Authors

Discussion

Leishmania donovani survival and pathogenicity during mammalian infection depends on the parasite’s capacity to adapt to different environments, including distinct host tissues such as liver and spleen. The parasite fate strictly depends on its capacity to subvert tissue-specific immune responses in these organs. While L. donovani adaptation to external cues and selection for fitness largely depends on gene dosage-driven expression changes, how the parasite responds to different immune pressures and adapts to tissue-specific constraints during infection is unknown.  To address this important open question, we conducted independent in vivo evolutionary experiments (EEs) in immunocompetent and immunocompromised hamsters and mice infected with L. donovani Ld1S parasites.

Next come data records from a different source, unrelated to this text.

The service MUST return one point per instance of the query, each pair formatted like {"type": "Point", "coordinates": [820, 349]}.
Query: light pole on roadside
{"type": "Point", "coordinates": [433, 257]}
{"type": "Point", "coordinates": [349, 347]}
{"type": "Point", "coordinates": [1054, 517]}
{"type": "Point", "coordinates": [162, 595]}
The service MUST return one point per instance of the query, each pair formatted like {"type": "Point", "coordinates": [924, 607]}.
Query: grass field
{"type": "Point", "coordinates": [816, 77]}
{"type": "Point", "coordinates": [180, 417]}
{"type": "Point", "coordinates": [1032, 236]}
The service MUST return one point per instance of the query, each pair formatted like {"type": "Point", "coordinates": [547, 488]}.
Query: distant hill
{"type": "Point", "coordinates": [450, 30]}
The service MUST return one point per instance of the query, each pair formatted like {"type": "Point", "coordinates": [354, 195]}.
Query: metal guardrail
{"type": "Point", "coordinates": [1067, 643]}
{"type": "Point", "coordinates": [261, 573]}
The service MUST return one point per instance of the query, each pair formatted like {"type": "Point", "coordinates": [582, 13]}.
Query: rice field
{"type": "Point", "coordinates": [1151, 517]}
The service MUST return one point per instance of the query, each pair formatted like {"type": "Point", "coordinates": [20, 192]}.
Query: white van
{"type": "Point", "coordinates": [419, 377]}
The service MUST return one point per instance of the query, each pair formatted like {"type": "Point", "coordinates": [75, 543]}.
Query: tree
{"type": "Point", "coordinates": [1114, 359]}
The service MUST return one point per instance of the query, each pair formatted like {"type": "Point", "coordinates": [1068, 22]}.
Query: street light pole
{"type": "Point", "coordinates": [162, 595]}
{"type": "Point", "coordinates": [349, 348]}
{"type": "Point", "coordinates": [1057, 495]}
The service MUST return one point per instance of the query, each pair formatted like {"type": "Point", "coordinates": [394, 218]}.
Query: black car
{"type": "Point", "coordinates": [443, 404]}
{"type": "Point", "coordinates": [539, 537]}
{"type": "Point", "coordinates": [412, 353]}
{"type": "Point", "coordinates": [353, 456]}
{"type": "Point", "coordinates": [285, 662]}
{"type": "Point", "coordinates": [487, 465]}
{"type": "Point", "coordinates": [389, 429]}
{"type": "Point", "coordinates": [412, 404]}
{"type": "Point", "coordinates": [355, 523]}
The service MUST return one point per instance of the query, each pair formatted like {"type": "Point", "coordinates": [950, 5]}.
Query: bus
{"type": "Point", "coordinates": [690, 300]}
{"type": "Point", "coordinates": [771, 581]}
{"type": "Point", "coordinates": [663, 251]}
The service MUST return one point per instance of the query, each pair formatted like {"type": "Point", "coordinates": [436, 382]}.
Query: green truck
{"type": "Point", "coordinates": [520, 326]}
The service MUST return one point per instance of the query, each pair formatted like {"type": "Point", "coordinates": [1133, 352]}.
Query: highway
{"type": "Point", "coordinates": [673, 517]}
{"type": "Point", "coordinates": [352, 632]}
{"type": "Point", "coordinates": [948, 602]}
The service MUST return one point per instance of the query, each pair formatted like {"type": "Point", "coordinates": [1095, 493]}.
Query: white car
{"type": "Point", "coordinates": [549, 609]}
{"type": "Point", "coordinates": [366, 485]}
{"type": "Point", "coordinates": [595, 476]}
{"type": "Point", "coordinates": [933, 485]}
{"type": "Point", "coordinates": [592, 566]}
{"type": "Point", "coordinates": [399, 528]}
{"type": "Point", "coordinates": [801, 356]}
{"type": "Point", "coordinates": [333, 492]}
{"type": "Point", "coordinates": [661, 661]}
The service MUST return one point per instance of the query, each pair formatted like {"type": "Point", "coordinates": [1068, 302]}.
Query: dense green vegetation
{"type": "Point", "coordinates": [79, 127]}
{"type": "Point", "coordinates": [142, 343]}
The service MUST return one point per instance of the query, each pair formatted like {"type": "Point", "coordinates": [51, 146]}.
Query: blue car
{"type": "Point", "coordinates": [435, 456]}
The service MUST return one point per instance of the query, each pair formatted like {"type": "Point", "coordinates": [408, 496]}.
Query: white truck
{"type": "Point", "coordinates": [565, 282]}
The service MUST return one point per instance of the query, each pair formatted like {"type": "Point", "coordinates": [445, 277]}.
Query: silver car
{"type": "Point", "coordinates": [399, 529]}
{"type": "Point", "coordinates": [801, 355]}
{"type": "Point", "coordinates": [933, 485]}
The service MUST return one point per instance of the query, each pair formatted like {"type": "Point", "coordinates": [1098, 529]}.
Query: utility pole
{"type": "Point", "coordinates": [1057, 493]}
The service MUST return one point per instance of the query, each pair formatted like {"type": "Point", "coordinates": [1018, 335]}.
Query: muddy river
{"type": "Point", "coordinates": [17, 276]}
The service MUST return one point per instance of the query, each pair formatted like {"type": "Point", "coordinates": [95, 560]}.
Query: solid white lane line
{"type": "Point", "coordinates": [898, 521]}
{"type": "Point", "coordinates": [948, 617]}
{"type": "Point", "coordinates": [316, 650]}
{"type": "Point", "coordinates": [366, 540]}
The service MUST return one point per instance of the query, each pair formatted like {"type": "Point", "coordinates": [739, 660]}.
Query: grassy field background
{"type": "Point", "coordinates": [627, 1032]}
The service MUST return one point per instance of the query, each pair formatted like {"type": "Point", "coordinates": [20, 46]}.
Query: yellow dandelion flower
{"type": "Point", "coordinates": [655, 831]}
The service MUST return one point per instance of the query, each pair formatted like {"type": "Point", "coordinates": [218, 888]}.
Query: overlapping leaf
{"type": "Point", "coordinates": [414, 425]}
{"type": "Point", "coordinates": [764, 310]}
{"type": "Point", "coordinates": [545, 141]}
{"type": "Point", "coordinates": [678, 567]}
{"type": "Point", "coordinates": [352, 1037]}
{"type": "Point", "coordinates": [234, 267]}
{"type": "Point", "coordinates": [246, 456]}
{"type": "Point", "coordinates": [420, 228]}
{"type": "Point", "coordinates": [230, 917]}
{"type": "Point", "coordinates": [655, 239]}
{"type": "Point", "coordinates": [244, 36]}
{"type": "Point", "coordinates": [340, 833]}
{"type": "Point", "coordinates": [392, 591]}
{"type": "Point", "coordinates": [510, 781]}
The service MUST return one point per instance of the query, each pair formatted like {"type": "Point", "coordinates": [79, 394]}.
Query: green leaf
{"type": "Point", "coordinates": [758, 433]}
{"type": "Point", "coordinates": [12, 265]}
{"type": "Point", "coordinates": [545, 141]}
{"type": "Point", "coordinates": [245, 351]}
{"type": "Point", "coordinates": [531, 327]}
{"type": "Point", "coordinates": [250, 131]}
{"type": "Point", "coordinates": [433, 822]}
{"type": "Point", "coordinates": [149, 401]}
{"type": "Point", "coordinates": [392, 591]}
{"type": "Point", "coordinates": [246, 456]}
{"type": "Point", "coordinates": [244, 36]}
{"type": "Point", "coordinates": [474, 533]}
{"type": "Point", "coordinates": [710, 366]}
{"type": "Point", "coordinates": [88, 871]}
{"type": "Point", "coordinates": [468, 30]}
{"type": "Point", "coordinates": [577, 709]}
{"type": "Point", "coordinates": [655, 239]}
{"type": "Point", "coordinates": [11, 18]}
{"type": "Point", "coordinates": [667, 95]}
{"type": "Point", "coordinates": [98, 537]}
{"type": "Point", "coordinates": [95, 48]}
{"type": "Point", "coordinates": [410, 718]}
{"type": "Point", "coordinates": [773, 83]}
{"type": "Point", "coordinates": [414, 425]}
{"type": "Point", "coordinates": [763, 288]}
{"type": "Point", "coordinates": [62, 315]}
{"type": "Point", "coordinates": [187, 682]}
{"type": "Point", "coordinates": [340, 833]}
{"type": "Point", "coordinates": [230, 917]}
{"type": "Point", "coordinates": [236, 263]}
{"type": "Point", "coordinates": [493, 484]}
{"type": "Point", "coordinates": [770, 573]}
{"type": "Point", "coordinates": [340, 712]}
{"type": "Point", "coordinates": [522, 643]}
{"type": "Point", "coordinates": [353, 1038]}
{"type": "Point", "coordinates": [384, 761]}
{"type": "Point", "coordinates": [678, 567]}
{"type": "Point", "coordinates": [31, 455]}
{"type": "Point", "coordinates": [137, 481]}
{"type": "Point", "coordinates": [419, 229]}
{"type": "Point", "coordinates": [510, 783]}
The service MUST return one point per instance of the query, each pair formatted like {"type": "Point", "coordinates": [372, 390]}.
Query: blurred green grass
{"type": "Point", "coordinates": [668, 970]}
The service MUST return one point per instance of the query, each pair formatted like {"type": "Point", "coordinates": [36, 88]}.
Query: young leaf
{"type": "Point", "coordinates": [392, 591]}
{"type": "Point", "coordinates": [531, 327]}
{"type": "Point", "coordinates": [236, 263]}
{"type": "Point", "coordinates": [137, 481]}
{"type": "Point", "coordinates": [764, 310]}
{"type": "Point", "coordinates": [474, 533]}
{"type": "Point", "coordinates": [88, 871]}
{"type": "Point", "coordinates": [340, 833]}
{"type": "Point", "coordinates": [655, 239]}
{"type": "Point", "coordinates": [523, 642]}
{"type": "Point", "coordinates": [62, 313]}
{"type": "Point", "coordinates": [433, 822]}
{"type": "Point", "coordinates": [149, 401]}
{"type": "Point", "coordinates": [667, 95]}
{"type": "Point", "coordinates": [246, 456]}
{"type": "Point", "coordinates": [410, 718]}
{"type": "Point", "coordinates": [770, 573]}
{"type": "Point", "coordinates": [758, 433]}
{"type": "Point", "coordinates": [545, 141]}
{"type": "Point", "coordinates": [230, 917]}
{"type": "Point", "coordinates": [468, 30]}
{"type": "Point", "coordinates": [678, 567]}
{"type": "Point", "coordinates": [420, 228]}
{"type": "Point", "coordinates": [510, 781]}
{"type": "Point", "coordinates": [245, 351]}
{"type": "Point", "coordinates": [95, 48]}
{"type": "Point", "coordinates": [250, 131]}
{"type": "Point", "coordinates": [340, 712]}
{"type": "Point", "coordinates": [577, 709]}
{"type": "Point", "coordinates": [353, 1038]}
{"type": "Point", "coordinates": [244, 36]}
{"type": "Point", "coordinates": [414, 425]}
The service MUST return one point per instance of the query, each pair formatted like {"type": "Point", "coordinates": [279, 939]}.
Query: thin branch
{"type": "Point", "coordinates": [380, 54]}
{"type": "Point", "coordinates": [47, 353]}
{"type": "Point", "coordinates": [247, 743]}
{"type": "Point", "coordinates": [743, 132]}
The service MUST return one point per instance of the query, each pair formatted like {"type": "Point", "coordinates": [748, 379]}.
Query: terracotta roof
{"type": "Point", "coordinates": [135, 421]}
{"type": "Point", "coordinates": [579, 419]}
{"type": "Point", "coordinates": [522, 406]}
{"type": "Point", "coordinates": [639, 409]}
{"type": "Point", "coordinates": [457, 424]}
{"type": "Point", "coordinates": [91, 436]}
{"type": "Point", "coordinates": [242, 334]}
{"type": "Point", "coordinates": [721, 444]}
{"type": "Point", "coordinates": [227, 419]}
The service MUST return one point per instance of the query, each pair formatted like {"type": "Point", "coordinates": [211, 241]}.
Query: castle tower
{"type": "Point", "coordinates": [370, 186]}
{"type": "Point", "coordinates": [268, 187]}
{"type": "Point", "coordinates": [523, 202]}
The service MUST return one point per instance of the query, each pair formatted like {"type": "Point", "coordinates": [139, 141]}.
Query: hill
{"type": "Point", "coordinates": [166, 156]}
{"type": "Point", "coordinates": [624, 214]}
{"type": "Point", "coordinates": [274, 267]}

Genomic analysis of tissue amastigotes purified from liver and spleen revealed only minor changes in karyotype and gene copy number in individual biological replicates between parasites from the different rodent systems (hamster vs mouse), the different host immune status (immunocompetent vs immunocompromised)  and the different tissues (liver vs spleen). However, the absence of converging genomic changes between replicates indicates that the observed signals are rather due to bottle neck effects than natural selection, suggesting that these parasites do not undergo genomic adaptation in vivo, at least under our experimental conditions. In contrast, additional infection experiments assessing the transcriptomes of liver and spleen-derived amastigotes revealed significant changes in mRNA abundance of a cluster of 7 δ-amastins located on the chromosome 31 that was observed across all four spleen-derived amastigote replicates. This spleen-specific signature aligns with harsher phagolysosomal conditions imposed by splenic macrophages (M1-skewed, hypoxic) vs permissive liver Kupffer cells. Ongoing normalization to genomic content will establish if these changes are independent of gene dosage, thus potentially revealing post-transcriptional regulation as an important driver of parasite phenotypic adaptation during infection. In conclusion, our data reveal tissue-specific transcriptomic adaptation in L. donovani and define chr 31 δ-amastins as key amastigote fitness factors in hamster infection.